コヒョウモンモドキ シカ食害、餌減り姿消すツマグロヒョウモン 南方種 温暖化で“進出”

 県のレッドデータブックで絶滅危惧種に分類されているチョウの「コヒョウモンモドキ」が、県内有数の生息地である韮崎市の甘利山から姿を消したことが、県環境科学研究所主幹研究員・理学博士の北原正彦さんの調査で分かった。唯一の餌であり、高原に自生するクガイソウがシカの食害で減っているのが要因。一方、温暖化の影響で、亜高山帯の甘利山には生息していなかった南方系種(暖地性)のツマグロヒョウモンが“進出”。ここ5年ほどで生態系は大きく変わっており、北原さんは「このままでは在来のチョウが県内から姿を消してしまう」と警鐘を鳴らしている。

 北原さんによると、コヒョウモンモドキは温帯から寒帯に生息している。標高1000~2000メートルほどの草原に自生するクガイソウのみを餌とし、幼虫の時は葉を食べ、成虫では花の蜜を吸う。

 北原さんはコヒョウモンモドキ発生のピークである7月下旬に甘利山を調査。しかし、生息していそうな場所を探しても見つからず、餌となるクガイソウもほとんど見当たらなかった。

 甘利山のクガイソウは草原となっている山頂部にしか自生しておらず、中腹の森林や低地に自生する植物はコヒョウモンモドキの餌にはならない。「シカによってクガイソウが食べられ、餌がなくなったことが、コヒョウモンモドキが姿を消した原因の可能性が高い」(北原さん)という。

 一方、在来種のコヒョウモンモドキに取って代わるように、増えているのが南方系のツマグロヒョウモン。かつては熱帯や亜熱帯に分布し、亜高山帯に属する甘利山ではこれまで見られなかったが、現在は最優占種となっている。
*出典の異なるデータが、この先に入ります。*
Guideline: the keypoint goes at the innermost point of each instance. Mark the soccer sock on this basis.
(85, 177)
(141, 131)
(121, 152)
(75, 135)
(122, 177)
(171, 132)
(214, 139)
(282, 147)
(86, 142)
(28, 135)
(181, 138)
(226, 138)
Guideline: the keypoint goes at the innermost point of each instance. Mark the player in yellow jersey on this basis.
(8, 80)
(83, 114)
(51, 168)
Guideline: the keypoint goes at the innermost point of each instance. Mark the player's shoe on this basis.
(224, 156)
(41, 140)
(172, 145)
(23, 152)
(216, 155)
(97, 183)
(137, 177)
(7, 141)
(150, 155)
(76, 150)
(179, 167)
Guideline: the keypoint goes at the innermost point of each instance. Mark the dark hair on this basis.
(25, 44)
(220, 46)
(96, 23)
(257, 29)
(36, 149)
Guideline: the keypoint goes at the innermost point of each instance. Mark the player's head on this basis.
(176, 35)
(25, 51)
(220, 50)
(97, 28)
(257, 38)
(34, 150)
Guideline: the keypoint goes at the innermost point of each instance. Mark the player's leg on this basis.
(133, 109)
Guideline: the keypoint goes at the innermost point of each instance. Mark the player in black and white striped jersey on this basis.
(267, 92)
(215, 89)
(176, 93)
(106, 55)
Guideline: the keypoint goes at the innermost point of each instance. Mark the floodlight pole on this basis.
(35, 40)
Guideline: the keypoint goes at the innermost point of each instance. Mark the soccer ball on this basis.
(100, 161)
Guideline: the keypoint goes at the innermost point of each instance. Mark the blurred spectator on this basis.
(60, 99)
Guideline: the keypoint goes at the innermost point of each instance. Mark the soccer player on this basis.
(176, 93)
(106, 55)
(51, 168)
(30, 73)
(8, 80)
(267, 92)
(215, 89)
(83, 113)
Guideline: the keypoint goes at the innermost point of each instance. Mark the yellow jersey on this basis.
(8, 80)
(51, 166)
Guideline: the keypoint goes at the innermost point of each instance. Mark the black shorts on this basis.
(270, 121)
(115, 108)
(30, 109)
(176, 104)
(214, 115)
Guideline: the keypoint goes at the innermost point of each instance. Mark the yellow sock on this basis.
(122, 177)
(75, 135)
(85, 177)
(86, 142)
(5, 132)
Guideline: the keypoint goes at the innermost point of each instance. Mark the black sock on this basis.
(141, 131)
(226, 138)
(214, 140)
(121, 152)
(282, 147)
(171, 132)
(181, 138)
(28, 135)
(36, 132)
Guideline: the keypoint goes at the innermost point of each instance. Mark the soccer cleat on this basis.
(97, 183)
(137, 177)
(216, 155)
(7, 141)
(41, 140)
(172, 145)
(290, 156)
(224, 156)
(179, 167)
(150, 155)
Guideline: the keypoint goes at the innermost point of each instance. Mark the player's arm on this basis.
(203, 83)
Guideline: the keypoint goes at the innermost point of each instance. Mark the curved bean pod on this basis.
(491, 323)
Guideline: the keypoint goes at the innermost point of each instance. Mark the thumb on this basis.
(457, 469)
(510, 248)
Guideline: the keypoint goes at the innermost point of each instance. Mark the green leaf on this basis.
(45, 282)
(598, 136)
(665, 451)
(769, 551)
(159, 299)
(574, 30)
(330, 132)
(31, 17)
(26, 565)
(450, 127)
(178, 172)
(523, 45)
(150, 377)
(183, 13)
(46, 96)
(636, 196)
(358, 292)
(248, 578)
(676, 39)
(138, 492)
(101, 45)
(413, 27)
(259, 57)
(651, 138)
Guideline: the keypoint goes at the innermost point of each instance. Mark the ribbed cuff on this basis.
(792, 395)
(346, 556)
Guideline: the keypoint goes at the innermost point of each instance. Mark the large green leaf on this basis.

 ツマグロヒョウモンは1980年代までは近畿地方以西にしか生息していなかったが、温暖化とともに生息域は年々北上。98年以降は、県内でも甲府盆地周辺の平野部、低山帯でもよく見られるようになっている。コヒョウモンモドキのように餌となる草花が限定されないため、シカの食害の影響を受けなかったとみられる。

 県内のチョウの在来種の多くはコヒョウモンモドキのように寒地性の種。北原さんは「チョウの生態系に大きな変化が起きている。このままシカの食害や温暖化が進むと、県内に古来から生息するチョウはいなくなる。生物の多様性を守るためには早急な対策が必要だ」と訴えている。

 コヒョウモンモドキ【写真上】
  タテハチョウ科のチョウで、温帯から寒帯にかけて生息し、日本では中部地方に分布。県内では約30年前までは八ケ岳周辺など、さまざまな場所に多数生息していたが、現在、確認されているのは数カ所にとどまっている。

 ツマグロヒョウモン【写真下】  タテハチョウ科のチョウ。熱帯や亜熱帯に生息し、アフリカ北東部、インドなどに広く分布している。1990年代前半まで県内では「迷チョウ」「偶産チョウ」とされ、ほとんど見られなかったが、温暖化で生息域が拡大。現在、甲府盆地周辺でよく見られる最普通種の一つになっている。